Snuggle was already strong on quality and price, but its secret weapon was softer than the towels and cuter than the babies. It was, in the words of a subsequent marketing analysis of the brand, “a magical spokesbear”—Snuggle Bear, as we have known him ever since.
“He was in every ad, and he was cuddly,” recalled Alexis Krisay, owner of Serendipit Consulting, which specializes in mascot marketing for brands. “He cuddled the sheets, the towels and even the logo. The brand has established him, and now there’s no one who doesn’t recognize the Snuggle Bear.”
This seems like a reasonable explanation for why these two ads—the first from 1986, the other from today—look so much alike. But lurking behind these ads is a cautionary tale. Using cute creatures to market a brand might sound simple. “But you have to be careful,” Krisay said. “If you try to make it cool, the public won’t respond.”
Snuggle Bear was born under an auspicious star. Unilever hired Kermit Love (who later worked for Jim Henson on Sesame Street) to create him. Voiced in TV spots by Corinne Orr (who’d done all the female voices in Speed Racer), Snuggle Bear snuggled his way into the hearts of millions.

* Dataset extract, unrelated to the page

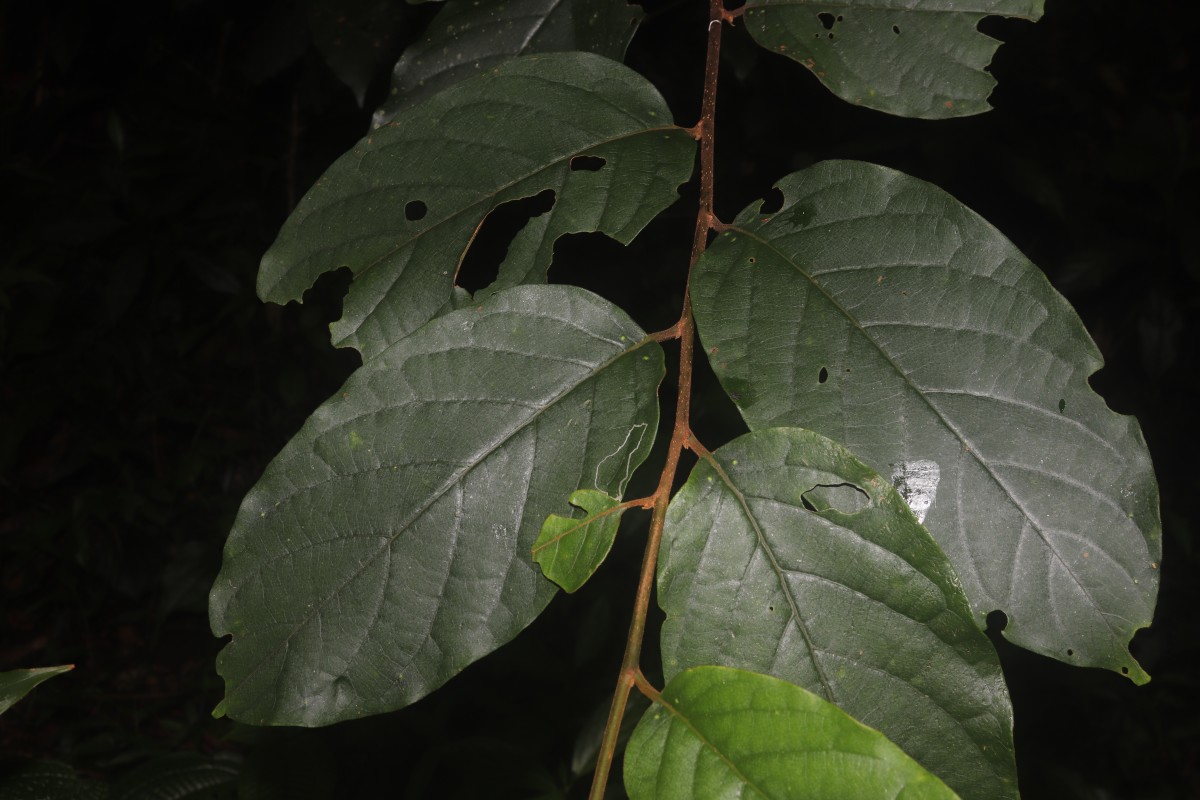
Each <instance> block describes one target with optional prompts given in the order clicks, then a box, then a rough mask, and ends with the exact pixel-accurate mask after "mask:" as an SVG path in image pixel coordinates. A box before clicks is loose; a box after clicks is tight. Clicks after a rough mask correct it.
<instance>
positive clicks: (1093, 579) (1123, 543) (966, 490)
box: [692, 162, 1162, 682]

Then, in 2003, Unilever decided an update was in order. Plucked out of the laundry basket where he’d nuzzled towels for 20 years, Snuggle Bear suddenly appeared poolside in Rio, wearing Ray-Ban sunglasses and offering a towel to a lady in a wet bathing suit. The cute mascot went from being like a Care Bear to “becoming a devil-may-care bear,” said The New York Times’ Stuart Elliott. Even more to the point, what did Snuggle’s poolside concupiscence have to do with fabric softener? “When a mascot resonates,” Krisay said, “you need to stay in the realm”—and Unilever hadn’t.

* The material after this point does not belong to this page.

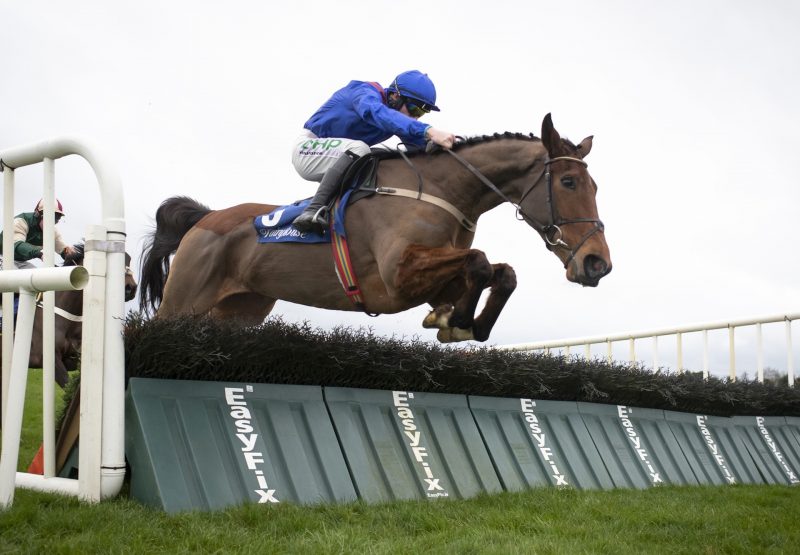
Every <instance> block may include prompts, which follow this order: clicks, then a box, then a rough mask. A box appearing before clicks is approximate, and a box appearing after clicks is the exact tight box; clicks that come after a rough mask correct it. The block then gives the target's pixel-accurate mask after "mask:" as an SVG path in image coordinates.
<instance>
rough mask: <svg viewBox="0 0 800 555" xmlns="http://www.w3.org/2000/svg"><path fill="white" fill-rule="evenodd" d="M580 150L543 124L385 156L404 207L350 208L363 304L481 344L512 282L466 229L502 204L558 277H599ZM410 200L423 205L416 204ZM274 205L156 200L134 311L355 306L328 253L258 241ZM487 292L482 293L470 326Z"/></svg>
mask: <svg viewBox="0 0 800 555" xmlns="http://www.w3.org/2000/svg"><path fill="white" fill-rule="evenodd" d="M591 147H592V137H587V138H585V139H584V140H583V141H581V142H580V144H578V145H575V144H573V143H572V142H570V141H568V140H566V139H562V138H561V137H560V135H559V133H558V132H557V131H556V129H555V128H554V126H553V123H552V120H551V118H550V114H548V115H547V116H545V118H544V121H543V122H542V138H541V139H537V138H535V137H533V136H526V135H513V134H508V133H506V134H502V135H497V134H496V135H494V136H491V137H481V138H475V139H468V140H466V141H464V142H462V143H461V144H459V145H457V146H456V147H454V149H453V151H439V152H435V153H431V154H424V153H418V154H404V155H403V156H402V158H401V157H400V154H395V155H394V157H385V159H383V160H381V161H380V163H379V165H378V168H377V173H376V175H377V182H376V183H377V186H378V187H381V186H383V187H386V188H392V189H405V190H406V191H405V192H406V194H410V195H411V196H412V197H414V198H407V197H404V196H394V195H391V196H387V195H373V196H370V197H367V198H365V199H362V200H359V201H358V202H356V203H354V204H352V205H351V206H350V207H349V208H348V212H347V217H346V221H345V227H346V231H347V241H348V244H349V249H350V253H351V256H352V266H353V269H354V272H355V275H356V276H357V277H358V279H359V280H360V289H361V293H362V298H363V306H362V307H361V308H362V309H363V310H365V311H366V312H368V313H376V314H377V313H396V312H400V311H404V310H407V309H409V308H412V307H415V306H419V305H421V304H424V303H429V304H430V305H431V306H432V308H433V310H432V311H431V313H430V314H429V315H428V316H427V317H426V318H425V320H424V322H423V326H425V327H434V328H439V329H440V331H439V334H438V338H439V340H440V341H444V342H447V341H460V340H467V339H476V340H478V341H485V340H486V339H488V337H489V333H490V331H491V329H492V326H493V325H494V323H495V322H496V320H497V317H498V316H499V314H500V311H501V310H502V308H503V306H504V305H505V303H506V301H507V300H508V298H509V296H510V295H511V293H512V292H513V290H514V288H515V287H516V276H515V274H514V270H513V269H512V268H511V266H509V265H508V264H502V263H501V264H492V263H490V262H489V261H488V259H487V257H486V255H485V254H484V253H483V252H482V251H480V250H477V249H471V248H470V245H471V244H472V241H473V238H474V226H472V225H471V223H472V222H476V221H477V220H478V218H479V217H480V215H481V214H483V213H484V212H486V211H488V210H491V209H492V208H494V207H495V206H498V205H499V204H501V203H503V202H511V203H513V204H514V205H515V206H516V207H517V211H518V216H519V217H520V218H521V219H523V220H524V221H525V222H527V223H528V224H529V225H530V226H531V227H532V228H533V229H535V230H536V231H537V232H538V233H539V234H540V235H541V236H542V238H543V239H544V240H545V243H546V245H547V248H548V249H550V250H551V251H552V252H553V253H554V254H555V255H556V256H557V257H558V258H559V259H560V260H561V262H562V264H563V265H564V267H565V268H566V277H567V279H568V280H570V281H573V282H576V283H580V284H583V285H588V286H596V285H597V284H598V282H599V280H600V279H601V278H602V277H603V276H605V275H606V274H607V273H608V272H609V271H611V259H610V255H609V250H608V245H607V244H606V240H605V235H604V233H603V224H602V223H601V221H600V219H599V217H598V214H597V206H596V203H595V195H596V192H597V187H596V185H595V182H594V180H593V179H592V177H591V176H590V175H589V173H588V171H587V165H586V163H585V162H584V161H583V159H584V158H585V157H586V155H587V154H589V151H590V150H591ZM418 192H421V193H424V194H425V195H428V196H427V197H426V198H427V199H428V201H421V200H417V196H418V195H417V193H418ZM431 199H434V200H431ZM274 208H276V207H275V206H271V205H264V204H255V203H249V204H240V205H238V206H234V207H231V208H227V209H224V210H210V209H209V208H207V207H205V206H203V205H201V204H199V203H197V202H196V201H194V200H192V199H189V198H186V197H174V198H170V199H168V200H166V201H164V202H163V203H162V204H161V206H160V207H159V209H158V211H157V213H156V228H155V230H154V232H153V233H152V235H151V237H150V240H149V243H148V244H146V246H145V251H144V253H143V258H142V267H141V276H140V277H141V285H142V294H141V296H140V303H141V307H142V309H143V310H145V311H146V310H149V309H150V308H152V309H157V310H158V312H157V316H158V317H170V316H174V315H179V314H210V315H212V316H213V317H217V318H225V319H239V320H240V321H241V323H242V324H243V325H254V324H258V323H260V322H262V321H263V320H264V318H265V317H266V316H267V314H269V312H270V311H271V310H272V308H273V306H274V304H275V302H276V300H277V299H282V300H285V301H289V302H294V303H299V304H303V305H308V306H315V307H319V308H325V309H333V310H357V308H356V307H355V306H354V305H353V304H352V303H351V301H350V300H349V299H348V297H347V296H346V295H345V294H344V292H343V290H342V286H341V284H340V281H339V279H338V277H337V274H336V272H335V270H334V262H333V255H332V250H331V245H328V244H294V243H272V244H260V243H258V242H257V241H256V234H255V233H254V230H253V219H254V218H255V217H256V216H258V215H263V214H266V213H268V212H270V211H271V210H273V209H274ZM173 253H175V256H174V259H172V260H170V257H171V255H172V254H173ZM485 288H491V290H490V294H489V296H488V298H487V300H486V305H485V307H484V308H483V311H482V312H481V313H480V314H479V315H478V316H477V317H476V316H475V312H476V308H477V304H478V302H479V299H480V296H481V293H482V291H483V290H484V289H485Z"/></svg>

As this 2014 ad shows, Snuggle Bear (today owned by Sun Products) is back in that realm: cute, cuddly and happily pitching the brand’s new Scent Booster Pacs. He’s the same old bear many of us grew up with. And while Sun has updated him, the tweaks are subtle (his fur and snout are a little different) and, significantly, digital. These days, Snuggle Bear has over 700,000 fans on Facebook. He tweets every day, too.
Happy 31st birthday, Snuggle Bear. See you in the spin cycle.